Porto on a sunny day

Porto on a sunny day

I’m not quite sure how exactly Porto trumped other destinations to become one of my big holidays this year, but it was definitely swayed by the fact that it was home to Primavera Sound (Porto), the offshoot of its more famous sister festival in Barcelona.

The trip started off very well, as it only can do when you’re sipping the complimentary bottle of Port in a freestanding tub on your first day of your holiday while you’re Spotifying the hell out of the playlist for the acts on that evening. Let’s just say I learnt one big lesson in Porto – don’t drink a whole bottle of Port to yourself unless you want to feel like someone is trying to compress your skull into the shape of a ruler the following day. So when C was quaffing Champagne at breakfast the next day, I was quietly sipping water.
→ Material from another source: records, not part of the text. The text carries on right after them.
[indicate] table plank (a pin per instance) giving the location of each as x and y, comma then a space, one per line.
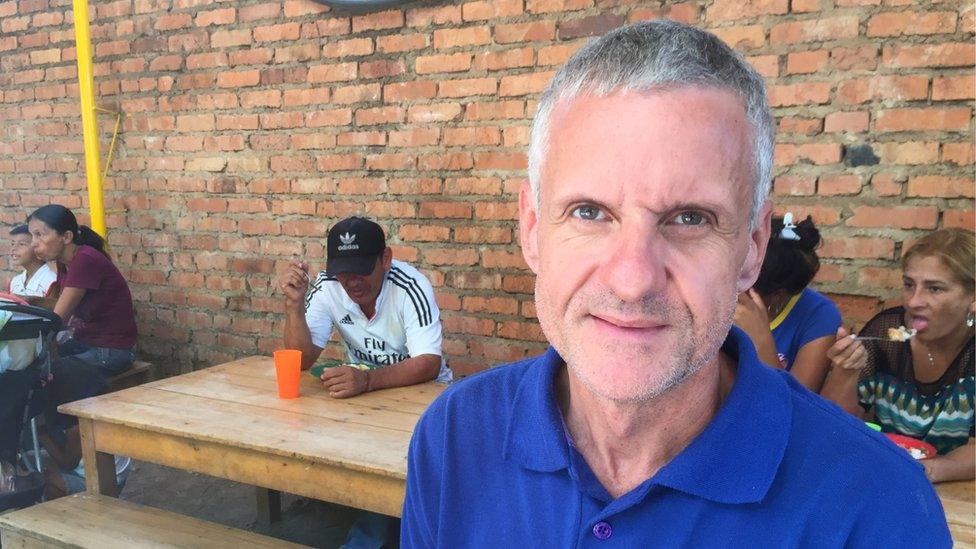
282, 432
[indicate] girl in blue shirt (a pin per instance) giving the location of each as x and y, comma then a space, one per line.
791, 325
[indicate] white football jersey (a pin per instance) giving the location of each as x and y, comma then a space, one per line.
407, 322
37, 286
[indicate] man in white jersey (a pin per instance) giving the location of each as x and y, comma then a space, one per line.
37, 277
383, 309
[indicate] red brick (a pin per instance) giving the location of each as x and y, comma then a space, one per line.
238, 79
333, 73
433, 15
401, 42
722, 10
940, 186
409, 91
911, 23
453, 38
525, 32
265, 98
806, 62
357, 94
960, 154
858, 248
275, 33
216, 17
813, 153
846, 122
799, 94
862, 90
557, 54
423, 233
414, 137
791, 185
549, 6
838, 184
481, 235
229, 38
744, 37
922, 119
173, 21
964, 219
380, 115
345, 48
859, 58
297, 97
929, 55
593, 25
467, 87
389, 19
948, 88
814, 30
445, 210
897, 217
439, 112
910, 153
257, 12
490, 9
381, 69
471, 136
455, 62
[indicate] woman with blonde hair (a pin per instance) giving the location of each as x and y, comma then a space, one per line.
915, 375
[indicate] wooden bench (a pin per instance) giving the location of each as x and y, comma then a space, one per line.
140, 372
93, 521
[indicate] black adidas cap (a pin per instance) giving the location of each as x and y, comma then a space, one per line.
353, 246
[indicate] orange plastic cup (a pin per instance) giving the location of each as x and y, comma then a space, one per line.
288, 368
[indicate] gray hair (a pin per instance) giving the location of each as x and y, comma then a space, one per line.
653, 55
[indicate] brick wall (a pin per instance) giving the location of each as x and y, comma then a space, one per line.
250, 127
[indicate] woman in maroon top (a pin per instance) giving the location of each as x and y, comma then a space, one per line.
96, 305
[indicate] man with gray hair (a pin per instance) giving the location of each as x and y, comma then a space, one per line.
650, 421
Porto's most famous bookshop

Porto’s most famous bookshop

Despite life lessons learnt, festivalling in Porto proved to be a brilliant alternative to the UK festival scene. With the main headliners playing after 10pm, it meant after we’d recovered from dancing till sunrise, we could spend the days exploring Porto, a beautiful city with terracotta rooftops and bridges you just want to off into the Douro river.
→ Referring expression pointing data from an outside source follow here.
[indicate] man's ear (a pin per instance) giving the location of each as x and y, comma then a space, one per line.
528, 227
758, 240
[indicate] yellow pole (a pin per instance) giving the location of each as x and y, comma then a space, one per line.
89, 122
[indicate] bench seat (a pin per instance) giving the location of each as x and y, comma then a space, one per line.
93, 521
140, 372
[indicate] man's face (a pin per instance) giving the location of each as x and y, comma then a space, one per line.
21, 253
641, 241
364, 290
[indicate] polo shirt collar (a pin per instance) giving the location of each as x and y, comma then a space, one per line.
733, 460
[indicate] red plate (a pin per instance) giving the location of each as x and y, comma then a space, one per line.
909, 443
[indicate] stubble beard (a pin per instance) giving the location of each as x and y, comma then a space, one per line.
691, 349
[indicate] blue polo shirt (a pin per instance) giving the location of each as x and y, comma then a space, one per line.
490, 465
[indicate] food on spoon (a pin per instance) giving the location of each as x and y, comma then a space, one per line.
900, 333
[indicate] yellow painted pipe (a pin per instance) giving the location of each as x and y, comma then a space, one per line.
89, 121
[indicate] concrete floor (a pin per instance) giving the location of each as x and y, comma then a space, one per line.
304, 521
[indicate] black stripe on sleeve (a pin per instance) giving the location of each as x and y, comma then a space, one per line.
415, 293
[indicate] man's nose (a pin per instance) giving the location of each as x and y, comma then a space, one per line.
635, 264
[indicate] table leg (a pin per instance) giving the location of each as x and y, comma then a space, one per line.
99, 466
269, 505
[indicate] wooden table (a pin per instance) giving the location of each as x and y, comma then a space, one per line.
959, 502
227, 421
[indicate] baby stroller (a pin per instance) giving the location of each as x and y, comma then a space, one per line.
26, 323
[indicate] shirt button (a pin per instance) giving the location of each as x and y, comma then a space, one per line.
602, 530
Cable car over the banks of PortoWe’d spend the afternoon on the beach at Foz, using the rocks as wind shields, wander and lunch at the quayside, swoon over the grand designs of Livararia Lello – one of the oldest bookshops in Porto – or being educated on all things Port (perhaps this should have been at the start of my trip) by the wonderful and informative PR of Taylor’s, one of the oldest Port lodges.

Room with a view

Room with a view

As I was commissioned to write a piece for a spa magazine, the final part of the holiday was spent at The Yeatman, a beautiful wine and spa hotel located high on the slopes, nestled between the port lodges. What with the Yeatman’s fine dining (it has a Michelin-starred restaurant that’s worth the visit alone), infinity pool, all-round sweeping views of the city, it made the trip to Porto even more memorable. Just remember Port’s best served as an apéritif.